The number of queries per second (QPS) that a service can process is different from the maximum number of on-demand instances that can be used at a specific point in time.
You can estimate the required number of on-demand instances by using the following formula:
A single instance with concurrency = 1: An instance processes one request at a time.
Number of required instances = Requests per second × Request processing time (seconds)
For example, 10,000 requests are processed per second. If the average request processing time for each request is 1 second, the maximum number of required on-demand instances is 10,000 (10,000 × 1 = 10,000). If the average request processing time for each request is 10 milliseconds (0.01 second), the maximum number of required on-demand instances is 100 (10,000 × 0.01 = 100).
A single instance with concurrency > 1: An instance processes multiple requests at the same time.
Number of required instances = Requests per second × Request processing time (seconds)/Instance concurrency
For example, 10,000 requests are processed per second and the instance concurrency is 10. If the average request processing time for each request is 1 second, the maximum number of required on-demand instances is 1,000 (10,000 × 1/10 = 1,000).
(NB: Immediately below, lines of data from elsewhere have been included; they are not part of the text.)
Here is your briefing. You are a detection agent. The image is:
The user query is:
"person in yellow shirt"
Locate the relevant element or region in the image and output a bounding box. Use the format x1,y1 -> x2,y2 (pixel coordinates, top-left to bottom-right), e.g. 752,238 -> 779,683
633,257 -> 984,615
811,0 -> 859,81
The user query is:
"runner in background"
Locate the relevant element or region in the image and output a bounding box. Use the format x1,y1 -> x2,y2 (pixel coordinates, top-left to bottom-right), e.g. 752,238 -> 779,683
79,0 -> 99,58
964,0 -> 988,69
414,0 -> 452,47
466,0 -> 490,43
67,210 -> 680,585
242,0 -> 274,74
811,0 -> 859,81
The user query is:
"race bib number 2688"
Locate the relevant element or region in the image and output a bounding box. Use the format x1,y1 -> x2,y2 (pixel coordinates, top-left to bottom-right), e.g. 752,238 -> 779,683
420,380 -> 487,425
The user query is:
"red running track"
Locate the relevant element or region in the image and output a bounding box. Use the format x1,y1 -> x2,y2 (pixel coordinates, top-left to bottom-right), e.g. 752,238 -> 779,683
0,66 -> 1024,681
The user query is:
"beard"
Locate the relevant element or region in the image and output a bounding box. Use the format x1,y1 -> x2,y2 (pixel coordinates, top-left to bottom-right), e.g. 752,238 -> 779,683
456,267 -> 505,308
If the average request processing time for each request is 10 milliseconds (0.01 seconds), the maximum number of required on-demand instances is 10 (10,000 × 0.01/10 = 10).
For more information, see Configure instance concurrency.
NoteBy default, each Alibaba Cloud account can run up to 100 instances in each region. The actual quota displayed on the General Quotas page in the Quota Center console prevails. You can increase the quota in the Quota Center console.